However, there are researchers who do a process called “directed evolution.” This is where we use conditions in a lab that encourage the survival of mutations of interest. You can do this sort of experiment with bacteria, viruses, yeast, and other systems where the generation time is fast and the growth conditions are easy to control. While the above evidence is convincing that SARS-CoV-2 emerged by random action, that does not mean that random action necessarily took place in nature. Perhaps it took place in laboratory conditions designed to encourage such a random emergence?
No, it did not, and there is good evidence of that. The first piece of evidence is that coronavirus sequences have been isolated from nature that match the novel ACE2-binding domain, and that could have recombined with a SARS-like virus to create the SARS-CoV-2 sequence that jumped into humans. The sequence was already out there, waiting—the idea that among millions and millions of animals, this preexisting sequence eventually connected with the bat viruses in the SARS-CoV lineage to produce SARS-CoV-2 is a far more likely scenario than the concept that this specific set of changes showed up in a lab, at random, from a few experiments.
That’s not the end of the argument, though. There are certain hallmarks of laboratory passage of viruses that we need to consider. Laboratory-origin viruses often lose important features relative to their wild-type counterparts. Specifically, when viruses are passed through cultured cells many times, as would be necessary in a directed-evolution experiment, they stop having to overcome the robust immune system that is present in a complete organism.
Cultured cells are not a full animal. They don’t have immune systems. They are heavily mutated to survive in plastic dishes in a 20% oxygen environment. The cells inside you do not do these things, and so the cells that are worked with in labs have been seriously messed up so that they can. They are more similar to tumors than to body cells. They are defective in key immune genes, a lot of the time. And there are no T-cells or B-cells to rush in and defend them when they become infected. No antibodies come to their rescue.
These facts take a lot of pressure off of the virus, and there are a few patterns that have been noticed in lab-grown viruses as a result of this. Specifically, lab-grown (or “passaged”) viruses eventually lose sites that are used for the attachment of sugars to their surface proteins. In the wild, the attachment of these sugars puts the sugar molecule physically in the way of antigens that might otherwise generate an effective immune response. These sugars are a way of hiding those virus antigens from the immune system.

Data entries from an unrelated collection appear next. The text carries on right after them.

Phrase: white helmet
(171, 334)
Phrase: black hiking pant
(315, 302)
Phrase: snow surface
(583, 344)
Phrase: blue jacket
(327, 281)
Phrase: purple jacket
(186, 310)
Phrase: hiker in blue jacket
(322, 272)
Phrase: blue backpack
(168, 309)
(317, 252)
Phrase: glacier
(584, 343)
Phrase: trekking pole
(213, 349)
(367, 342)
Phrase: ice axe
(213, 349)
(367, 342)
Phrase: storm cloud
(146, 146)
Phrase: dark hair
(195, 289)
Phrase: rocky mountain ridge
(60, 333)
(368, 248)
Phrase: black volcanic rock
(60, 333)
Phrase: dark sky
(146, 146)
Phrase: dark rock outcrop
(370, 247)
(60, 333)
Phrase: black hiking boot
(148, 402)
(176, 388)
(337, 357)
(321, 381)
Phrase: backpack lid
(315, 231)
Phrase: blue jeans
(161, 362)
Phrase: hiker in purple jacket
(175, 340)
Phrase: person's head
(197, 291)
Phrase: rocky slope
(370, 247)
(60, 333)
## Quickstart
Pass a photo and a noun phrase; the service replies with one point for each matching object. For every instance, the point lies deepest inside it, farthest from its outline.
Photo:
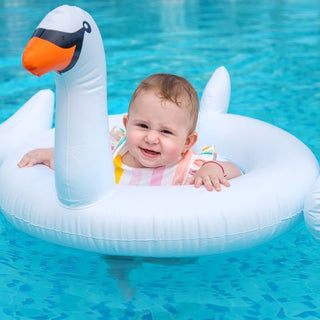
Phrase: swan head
(57, 43)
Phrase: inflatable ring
(78, 205)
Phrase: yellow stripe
(118, 171)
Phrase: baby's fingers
(190, 180)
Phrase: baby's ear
(125, 121)
(190, 141)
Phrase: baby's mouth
(149, 153)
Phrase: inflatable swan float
(79, 205)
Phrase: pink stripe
(182, 168)
(157, 176)
(136, 177)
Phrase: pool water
(272, 50)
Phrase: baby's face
(158, 132)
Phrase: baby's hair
(170, 87)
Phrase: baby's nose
(152, 137)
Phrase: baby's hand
(211, 176)
(38, 156)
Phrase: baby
(156, 147)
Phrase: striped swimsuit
(175, 174)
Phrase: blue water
(272, 51)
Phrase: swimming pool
(271, 49)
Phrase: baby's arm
(38, 156)
(214, 173)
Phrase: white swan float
(79, 205)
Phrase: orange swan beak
(42, 56)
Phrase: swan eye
(86, 26)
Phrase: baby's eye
(166, 131)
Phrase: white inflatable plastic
(78, 204)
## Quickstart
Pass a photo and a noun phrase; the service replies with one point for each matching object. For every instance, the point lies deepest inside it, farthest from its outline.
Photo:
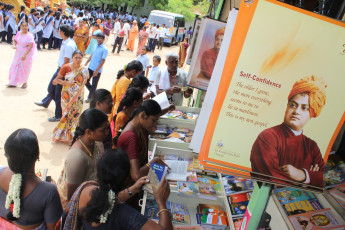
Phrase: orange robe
(278, 146)
(132, 35)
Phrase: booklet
(178, 170)
(156, 174)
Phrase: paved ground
(17, 109)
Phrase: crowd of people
(107, 164)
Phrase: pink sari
(20, 70)
(143, 35)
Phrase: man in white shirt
(127, 28)
(67, 49)
(162, 33)
(173, 81)
(152, 37)
(117, 27)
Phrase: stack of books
(305, 211)
(334, 173)
(233, 185)
(179, 213)
(339, 194)
(211, 216)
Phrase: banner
(205, 53)
(279, 104)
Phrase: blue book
(156, 174)
(288, 195)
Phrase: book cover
(186, 189)
(210, 180)
(287, 195)
(240, 197)
(177, 171)
(237, 223)
(303, 206)
(42, 174)
(316, 220)
(179, 213)
(333, 177)
(151, 213)
(233, 185)
(201, 207)
(339, 194)
(192, 177)
(207, 191)
(156, 174)
(238, 209)
(213, 217)
(189, 228)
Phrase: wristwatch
(129, 192)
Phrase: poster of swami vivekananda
(280, 102)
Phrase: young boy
(144, 60)
(96, 61)
(156, 61)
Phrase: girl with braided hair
(25, 200)
(99, 205)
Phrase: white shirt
(117, 27)
(162, 32)
(67, 49)
(127, 27)
(144, 60)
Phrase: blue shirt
(144, 60)
(67, 49)
(152, 76)
(100, 53)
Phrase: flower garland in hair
(111, 198)
(13, 195)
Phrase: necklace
(87, 149)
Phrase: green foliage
(184, 7)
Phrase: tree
(181, 7)
(159, 4)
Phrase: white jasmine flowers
(14, 194)
(111, 198)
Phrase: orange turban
(220, 32)
(315, 88)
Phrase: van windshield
(161, 19)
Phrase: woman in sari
(143, 35)
(24, 43)
(72, 96)
(122, 82)
(79, 36)
(93, 41)
(183, 52)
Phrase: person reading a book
(283, 151)
(131, 100)
(100, 204)
(172, 80)
(101, 99)
(26, 202)
(134, 141)
(81, 159)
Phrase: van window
(179, 22)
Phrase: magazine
(186, 189)
(207, 191)
(316, 220)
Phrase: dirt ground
(17, 108)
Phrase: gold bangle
(162, 211)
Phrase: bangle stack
(162, 210)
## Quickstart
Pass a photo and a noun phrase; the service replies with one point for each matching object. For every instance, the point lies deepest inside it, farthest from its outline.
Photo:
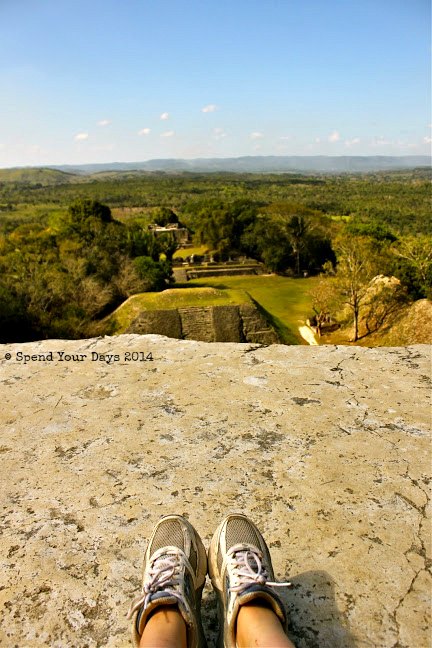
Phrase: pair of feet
(175, 568)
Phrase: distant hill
(37, 176)
(65, 174)
(264, 164)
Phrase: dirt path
(308, 335)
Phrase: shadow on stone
(314, 620)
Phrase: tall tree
(354, 272)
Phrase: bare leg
(259, 627)
(165, 629)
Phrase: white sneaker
(240, 569)
(175, 567)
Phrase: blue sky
(129, 80)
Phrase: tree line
(64, 267)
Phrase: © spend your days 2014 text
(62, 356)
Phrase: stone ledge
(326, 448)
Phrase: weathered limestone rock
(326, 448)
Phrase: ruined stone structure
(242, 323)
(326, 448)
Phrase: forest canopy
(70, 253)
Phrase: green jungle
(74, 247)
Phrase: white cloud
(380, 141)
(209, 108)
(219, 133)
(353, 142)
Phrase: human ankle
(259, 626)
(165, 628)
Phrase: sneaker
(240, 569)
(174, 572)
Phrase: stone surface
(230, 323)
(326, 448)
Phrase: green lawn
(286, 300)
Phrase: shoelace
(246, 568)
(163, 576)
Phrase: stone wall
(327, 449)
(242, 323)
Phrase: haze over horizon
(139, 80)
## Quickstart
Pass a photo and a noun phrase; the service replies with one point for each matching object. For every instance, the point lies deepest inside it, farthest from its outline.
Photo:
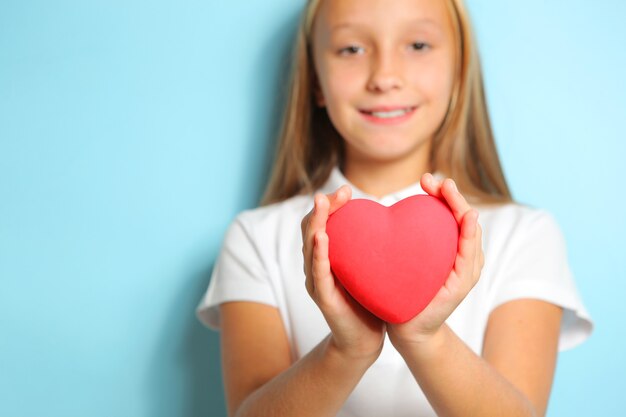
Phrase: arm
(513, 377)
(258, 378)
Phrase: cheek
(341, 83)
(435, 80)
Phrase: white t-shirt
(261, 261)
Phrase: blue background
(131, 133)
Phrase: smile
(388, 116)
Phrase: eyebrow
(420, 21)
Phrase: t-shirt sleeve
(537, 267)
(239, 274)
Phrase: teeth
(390, 114)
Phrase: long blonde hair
(463, 147)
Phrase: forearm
(315, 386)
(457, 382)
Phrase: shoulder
(514, 228)
(515, 217)
(268, 221)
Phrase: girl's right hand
(355, 331)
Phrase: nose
(386, 72)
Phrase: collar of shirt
(336, 179)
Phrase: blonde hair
(463, 147)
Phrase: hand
(355, 331)
(464, 275)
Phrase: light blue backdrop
(131, 133)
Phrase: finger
(455, 199)
(464, 263)
(319, 215)
(323, 280)
(479, 258)
(340, 197)
(431, 185)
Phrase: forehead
(338, 15)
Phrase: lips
(388, 114)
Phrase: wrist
(424, 344)
(359, 358)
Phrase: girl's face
(385, 70)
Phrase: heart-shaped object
(393, 260)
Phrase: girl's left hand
(464, 275)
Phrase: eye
(419, 46)
(351, 50)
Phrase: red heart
(393, 260)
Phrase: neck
(379, 178)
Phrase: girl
(384, 92)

When the pressure of that immune system is removed, the sequences that encourage attachment of sugars rapidly mutate away, because they no longer offer any survival advantage. It is typical to see the loss of such sites within viruses that are passaged in tissue culture.
SARS-CoV-2 has a bunch of sites for the attachment of sugars to its surface proteins. These sites have been present in the earliest sequences that were identified and they have been conserved all the way through the pandemic. This is a hallmark of a naturally-occurring virus, and direct evidence in favor of a natural origin.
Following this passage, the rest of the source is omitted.